About Passage

The photographs in Passage were created along the corridor between Sacramento and the Bay Area – a route I’ve often traveled via car and via Amtrak’s Capitol Corridor. For many who make this journey on a semi-regular basis, the landscape becomes almost routine. At first glance, the scenery is more functional than picturesque – cluttered as it is with farmland, refineries, and industrial architecture (things that seem almost intentionally designed not to draw a viewer’s eye). This is part of why I have kept photographing it.

Seen from a passenger’s window, the route becomes one single field of view. The myriad forms of clutter (utilitarian, agricultural, and industrial) come to occupy the same continuous frame – the visual borders between them are broken down, and each are given equal weight within the passenger’s field of view. Despite this, each form of clutter remains distinctively itself; and it’s when they meet without fully integrating that I find them to be truly interesting. (A windmill, for example – traditionally agrarian – hosts a cluster of modern cellular antennas endemic of the technological age).
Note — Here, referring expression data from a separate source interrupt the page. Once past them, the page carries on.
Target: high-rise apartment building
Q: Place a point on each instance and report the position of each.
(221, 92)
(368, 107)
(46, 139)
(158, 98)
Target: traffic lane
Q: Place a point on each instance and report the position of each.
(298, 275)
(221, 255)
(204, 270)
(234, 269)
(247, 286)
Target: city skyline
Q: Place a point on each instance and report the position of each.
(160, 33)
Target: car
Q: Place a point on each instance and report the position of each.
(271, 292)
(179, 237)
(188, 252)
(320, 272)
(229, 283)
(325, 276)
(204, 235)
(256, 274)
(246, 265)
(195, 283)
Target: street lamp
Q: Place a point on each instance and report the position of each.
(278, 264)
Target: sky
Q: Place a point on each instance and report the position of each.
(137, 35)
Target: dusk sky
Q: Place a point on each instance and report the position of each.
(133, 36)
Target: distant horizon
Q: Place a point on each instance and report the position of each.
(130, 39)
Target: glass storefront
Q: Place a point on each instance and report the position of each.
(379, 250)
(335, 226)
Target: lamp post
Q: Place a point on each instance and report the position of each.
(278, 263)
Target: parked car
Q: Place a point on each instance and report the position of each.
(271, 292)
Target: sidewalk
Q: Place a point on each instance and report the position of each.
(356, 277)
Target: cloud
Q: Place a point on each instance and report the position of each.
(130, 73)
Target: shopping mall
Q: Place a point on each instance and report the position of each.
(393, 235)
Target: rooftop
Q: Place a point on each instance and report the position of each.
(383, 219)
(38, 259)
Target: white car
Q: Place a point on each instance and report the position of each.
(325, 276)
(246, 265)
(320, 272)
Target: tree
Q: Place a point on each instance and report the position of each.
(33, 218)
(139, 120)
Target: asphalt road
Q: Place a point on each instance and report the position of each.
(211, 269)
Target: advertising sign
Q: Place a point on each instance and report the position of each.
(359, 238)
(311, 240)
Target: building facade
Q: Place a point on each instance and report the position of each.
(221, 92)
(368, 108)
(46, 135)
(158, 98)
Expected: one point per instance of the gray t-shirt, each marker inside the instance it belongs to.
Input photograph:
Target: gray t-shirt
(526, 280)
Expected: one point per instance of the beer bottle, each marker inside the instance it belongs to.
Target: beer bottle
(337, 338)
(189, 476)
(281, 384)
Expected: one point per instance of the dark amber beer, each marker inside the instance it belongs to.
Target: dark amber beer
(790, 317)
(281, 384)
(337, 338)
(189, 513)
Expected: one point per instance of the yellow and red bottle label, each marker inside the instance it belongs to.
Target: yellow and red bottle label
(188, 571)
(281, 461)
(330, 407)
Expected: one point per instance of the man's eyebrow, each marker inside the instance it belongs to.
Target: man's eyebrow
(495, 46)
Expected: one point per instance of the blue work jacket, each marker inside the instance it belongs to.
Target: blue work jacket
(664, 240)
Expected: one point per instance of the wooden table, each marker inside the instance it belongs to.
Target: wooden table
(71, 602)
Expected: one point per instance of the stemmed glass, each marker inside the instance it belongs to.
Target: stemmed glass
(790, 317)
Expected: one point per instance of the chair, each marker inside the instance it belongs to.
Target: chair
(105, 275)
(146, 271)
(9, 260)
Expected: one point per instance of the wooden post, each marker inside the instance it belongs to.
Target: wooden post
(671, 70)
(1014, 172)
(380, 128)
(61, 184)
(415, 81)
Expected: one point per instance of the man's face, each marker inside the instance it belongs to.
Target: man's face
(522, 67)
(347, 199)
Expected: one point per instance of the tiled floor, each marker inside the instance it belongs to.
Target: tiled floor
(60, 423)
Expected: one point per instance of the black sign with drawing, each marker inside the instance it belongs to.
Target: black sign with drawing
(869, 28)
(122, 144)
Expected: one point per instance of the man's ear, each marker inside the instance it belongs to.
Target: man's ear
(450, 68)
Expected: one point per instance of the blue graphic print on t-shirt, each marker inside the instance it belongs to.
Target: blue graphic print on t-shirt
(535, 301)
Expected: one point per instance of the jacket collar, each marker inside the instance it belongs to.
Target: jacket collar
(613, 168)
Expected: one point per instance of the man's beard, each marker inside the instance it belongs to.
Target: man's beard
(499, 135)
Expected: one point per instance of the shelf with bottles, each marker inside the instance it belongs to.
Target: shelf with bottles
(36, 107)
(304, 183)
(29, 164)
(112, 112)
In addition, I find that the act of looking is interesting when it is partly impeded – when the window is dirty or the light is wrong.

The work here has two related strands: One follows the I-80 drive and the industrial sites that line it; the other follows Amtrak’s Capitol Corridor, and is concerned less with what lies outside the window than with that window as a condition of seeing: reflections on the glass, the dark interior framing the bright exterior, the slight disconnect between what the eye sees and what the camera records.